Abstract 2726: The Mir-17-92 Microrna Cluster Enhances Axonal Outgrowth In A Rat Cortical Neurons After Oxygen-glucose Deprivation
Background: There is a paucity of studies on the biological function of MicroRNAs (miRNAs) in axons. We investigated the role of the miR-17-92 cluster, one of the first oncogenic miRNAs, on axonal outgrowth in cortical neurons subjected to oxygen-glucose deprivation (OGD).
Methods: Cortical neurons harvested from embryonic day-17 Wistar rats were cultured in a Standard Neuron Device, and were subjected to OGD for 3h. Quantitative real-time RT-PCR (qRT-PCR) was used to selectively analyze the abundance of individual members of the miR-17-29 cluster in axons and somas. Cortical neurons were transfected with a pCAG-vector carrying a rat miR-17-92 cluster, or miRNA hairpin inhibitors against rat miR-18a and miR-19a. Axonal outgrowth was monitored with time-lapse microscopy. Western blot was performed to analyze phosphatase tensin homolog deleted on chromosome 10 (PTEN) and the mammalian target of rapamycin (mTOR).
Results: qRT-PCR revealed that compared to somas, axons had relatively abundant levels of six individual members of the miR-17-92 cluster: miR-17, miR-18a, miR-19a, miR-19b, miR-20a, and miR-92. The presence of miR-18a and miR-19a in axons was confirmed by in situ hybridization. OGD challenge (n=5) upregulated axonal levels of the six individual members of the miR-17-92 cluster by approximately two fold compared to axonal levels without OGD (n=5, p<0.05). Concurrently, OGD increased the number of axons (213 ± 27, n=5) compared to the number of axons without OGD (175 ± 22, n=5, P<0.05). Overexpression of the miR-17-92 cluster further increased the number of OGD-augmented axons (222 ± 16 vs 179 ± 9 in the empty vector, n=4, P<0.05). Overexpression of the miR-17-92 cluster in OGD challenged neurons significantly increased the length of axons (1.0 ± 0.1 vs 0.4 ± 0.1, μ m/5min in the empty vector, n=3/group, P<0.01), whereas attenuation of the endogenous miR-19a suppressed OGD-induced axonal elongation (0.7 ± 0.1, μ m/5min, n= 3, P<0.05) compared with the length of axons in neurons transfected with cel-miR-67 (1.2 ± 0.2, n=3). Western blot analysis revealed that overexpression of the miR-17-92 cluster reduced miR-19 targeting protein PTEN by 87% and activated mTOR by 194% (n= 5, P<0.05).
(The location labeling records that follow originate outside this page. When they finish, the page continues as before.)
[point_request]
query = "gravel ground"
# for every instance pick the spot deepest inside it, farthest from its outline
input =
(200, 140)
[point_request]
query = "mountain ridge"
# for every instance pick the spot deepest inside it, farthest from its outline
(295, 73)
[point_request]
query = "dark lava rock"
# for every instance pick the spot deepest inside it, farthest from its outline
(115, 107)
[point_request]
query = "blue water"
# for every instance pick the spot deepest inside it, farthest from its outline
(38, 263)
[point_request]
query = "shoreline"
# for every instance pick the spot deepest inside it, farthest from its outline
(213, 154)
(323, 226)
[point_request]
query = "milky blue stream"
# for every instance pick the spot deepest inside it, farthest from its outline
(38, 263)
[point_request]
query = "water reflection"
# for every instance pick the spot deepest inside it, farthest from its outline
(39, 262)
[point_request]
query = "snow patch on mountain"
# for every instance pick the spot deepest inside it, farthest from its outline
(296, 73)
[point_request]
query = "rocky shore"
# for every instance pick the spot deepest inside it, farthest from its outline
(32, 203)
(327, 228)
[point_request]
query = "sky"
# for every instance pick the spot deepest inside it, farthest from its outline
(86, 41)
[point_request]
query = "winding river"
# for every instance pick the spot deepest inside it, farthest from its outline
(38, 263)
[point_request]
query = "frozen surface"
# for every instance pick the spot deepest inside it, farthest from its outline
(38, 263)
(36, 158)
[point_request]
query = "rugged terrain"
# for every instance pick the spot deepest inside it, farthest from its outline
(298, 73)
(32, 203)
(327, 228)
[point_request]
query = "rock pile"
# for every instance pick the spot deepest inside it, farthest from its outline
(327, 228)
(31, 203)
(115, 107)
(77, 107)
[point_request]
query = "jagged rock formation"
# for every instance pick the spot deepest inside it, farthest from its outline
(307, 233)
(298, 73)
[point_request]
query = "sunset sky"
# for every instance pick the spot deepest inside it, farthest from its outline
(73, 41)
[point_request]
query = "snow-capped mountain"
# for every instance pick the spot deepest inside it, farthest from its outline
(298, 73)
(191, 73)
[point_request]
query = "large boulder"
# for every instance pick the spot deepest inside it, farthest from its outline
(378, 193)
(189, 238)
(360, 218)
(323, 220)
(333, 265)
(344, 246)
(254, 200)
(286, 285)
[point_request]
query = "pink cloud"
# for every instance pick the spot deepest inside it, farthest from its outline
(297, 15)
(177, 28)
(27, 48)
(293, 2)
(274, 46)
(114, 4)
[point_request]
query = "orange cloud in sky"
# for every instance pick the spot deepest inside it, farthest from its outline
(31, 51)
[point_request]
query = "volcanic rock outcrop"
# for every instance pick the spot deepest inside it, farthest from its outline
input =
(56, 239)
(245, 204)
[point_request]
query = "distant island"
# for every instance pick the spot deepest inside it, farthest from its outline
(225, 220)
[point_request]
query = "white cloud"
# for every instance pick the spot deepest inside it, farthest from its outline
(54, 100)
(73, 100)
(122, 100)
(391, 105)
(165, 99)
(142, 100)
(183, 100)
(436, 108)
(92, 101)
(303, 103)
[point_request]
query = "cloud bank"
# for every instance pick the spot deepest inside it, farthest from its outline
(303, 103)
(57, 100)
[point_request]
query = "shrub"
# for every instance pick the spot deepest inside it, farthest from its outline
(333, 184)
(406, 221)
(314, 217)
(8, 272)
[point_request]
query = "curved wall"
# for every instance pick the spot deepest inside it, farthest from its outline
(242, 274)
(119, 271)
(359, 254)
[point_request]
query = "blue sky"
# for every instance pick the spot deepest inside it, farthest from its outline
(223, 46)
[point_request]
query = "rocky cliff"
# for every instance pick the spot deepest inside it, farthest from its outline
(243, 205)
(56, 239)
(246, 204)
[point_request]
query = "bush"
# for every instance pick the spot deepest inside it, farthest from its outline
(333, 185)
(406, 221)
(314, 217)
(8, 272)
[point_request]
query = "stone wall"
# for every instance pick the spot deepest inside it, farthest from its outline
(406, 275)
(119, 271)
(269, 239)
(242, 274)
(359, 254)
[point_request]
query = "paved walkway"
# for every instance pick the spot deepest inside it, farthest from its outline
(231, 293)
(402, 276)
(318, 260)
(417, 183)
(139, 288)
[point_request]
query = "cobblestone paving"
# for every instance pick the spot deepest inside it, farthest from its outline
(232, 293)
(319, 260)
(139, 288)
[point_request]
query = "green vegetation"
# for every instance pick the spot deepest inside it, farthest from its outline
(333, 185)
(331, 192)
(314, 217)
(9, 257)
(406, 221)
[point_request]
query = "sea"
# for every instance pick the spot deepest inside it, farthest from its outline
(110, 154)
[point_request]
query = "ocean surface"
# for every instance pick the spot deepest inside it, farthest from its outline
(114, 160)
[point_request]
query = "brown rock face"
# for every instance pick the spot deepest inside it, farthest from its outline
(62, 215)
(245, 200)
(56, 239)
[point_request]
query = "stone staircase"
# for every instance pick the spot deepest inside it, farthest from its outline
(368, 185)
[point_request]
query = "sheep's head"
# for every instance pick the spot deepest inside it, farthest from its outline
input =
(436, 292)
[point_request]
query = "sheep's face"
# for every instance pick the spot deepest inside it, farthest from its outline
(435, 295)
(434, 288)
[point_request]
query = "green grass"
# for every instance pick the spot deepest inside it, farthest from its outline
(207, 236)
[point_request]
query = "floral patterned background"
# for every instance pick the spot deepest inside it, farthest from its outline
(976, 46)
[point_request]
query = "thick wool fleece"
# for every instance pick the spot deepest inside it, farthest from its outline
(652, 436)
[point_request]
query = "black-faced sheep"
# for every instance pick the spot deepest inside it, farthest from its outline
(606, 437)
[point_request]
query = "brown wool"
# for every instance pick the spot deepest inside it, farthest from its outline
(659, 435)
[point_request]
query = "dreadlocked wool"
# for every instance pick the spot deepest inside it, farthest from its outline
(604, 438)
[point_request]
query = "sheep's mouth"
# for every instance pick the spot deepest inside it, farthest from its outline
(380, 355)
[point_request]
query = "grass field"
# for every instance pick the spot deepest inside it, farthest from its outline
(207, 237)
Conclusion: The present study provides the first evidence that cortical neurons contain the miR-17-92 cluster in axons and that the miR-17-92 cluster mediates axonal outgrowth in neurons subjected to OGD likely through targeting PTEN. These data suggest that the miR-17-92 cluster may play a role in axonal remodeling after stroke.
- © 2012 by American Heart Association, Inc.